Last Tuesday, the YUSU Elections Hustings took place. It was a chance for us normal folk to listen to the newest bunch of wannabe politicians talk about what they wanted to do for our university (or, as I suspect, what they thought we wanted to hear). There was much talk of Hes East – because, you know, changes that will heavily affect us in the near future – in addition to talk of ‘Lad Culture’, funding for societies, and Graeme Osborne’s luscious hair.
However, all of this paled in comparison to the highly exciting Tweet Wall that encompassed the candidates as they drivelled on about ‘change in YUSU’. This highly anticipated feature of the night was laden with remarks about Graeme Osborne’s aesthetics, comments about candidates being incredible and loved by all, but more disappointingly, comments of abuse and sexism.
There are, of course, a number of things wrong with the abuse that took place via the Wall; it was distasteful and potentially hurtful to the candidates, it was completely off-topic and had absolutely nothing to do with the candidate’s policies, nor the positions they were running for. It was an abuse of their freedom to tweet at the candidates, and have their tweets read by the world. Sam Maguire commented on his YUSU blog: “We live in a country in which women and Jewish people can run for office and that people need to get over this and see candidates as candidates, critiquing their experience, skills, ideas and policies, not their background, appearance or gender.” I agree with our YUSU President – it is, obviously, wrong for people to treat the candidates in such a manner. However, I do not believe this freedom that was so readily abused should be concealed.

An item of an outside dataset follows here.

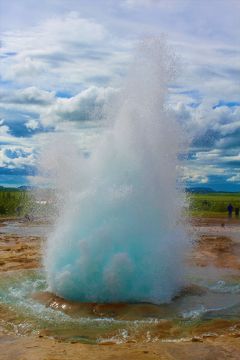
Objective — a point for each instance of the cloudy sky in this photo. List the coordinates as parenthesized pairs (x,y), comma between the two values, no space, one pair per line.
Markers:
(62,60)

Indeed, the exploitation of the Tweet Wall was, undoubtedly, horrifically stupid and offensive, but that doesn’t mean the Wall itself should exist. Should we censor or monitor the tweets? I don’t think so. If we did that, then we’d be censoring people’s thoughts and people’s freedom to express themselves, no matter how thoughtless and offensive those expressions may be. We might not agree with them, as I and many others on Tuesday night did not, but that doesn’t mean we, or more realistically YUSU, have any right to gag them.
I suppose that, if we look past this abuse, one benefit of the Twitter Wall, if there are any besides it being humorous at times to watch, is that it names-and-shames those who send in offensive comments. If you’re stupid enough to actually send in a sexist or abusive tweet, then you’re due your just desserts when it shows up in large writing for everyone to see. If you post it, it’s your fault.
For the most part, however, the Tweet Wall was fine. The average tweet was just irrelevant nonsense that had absolutely nothing to do with the elections at all, but that’s all it was. Not offensive, not abusive, but just plain stupid. Indeed, it was an attempt for people to proclaim themselves as ‘York’s Wittiest or Banterous Tweeters’. Hey, if that’s your thing, go for it – as Kevin Hart once said, “Do you, boo. Do you.”
Fundamentally, you shouldn’t post hurtful comments to the candidates via the Tweet Wall – but if you do, for some stupid reason, then you shouldn’t be censored. You should be punished, but you shouldn’t be censored.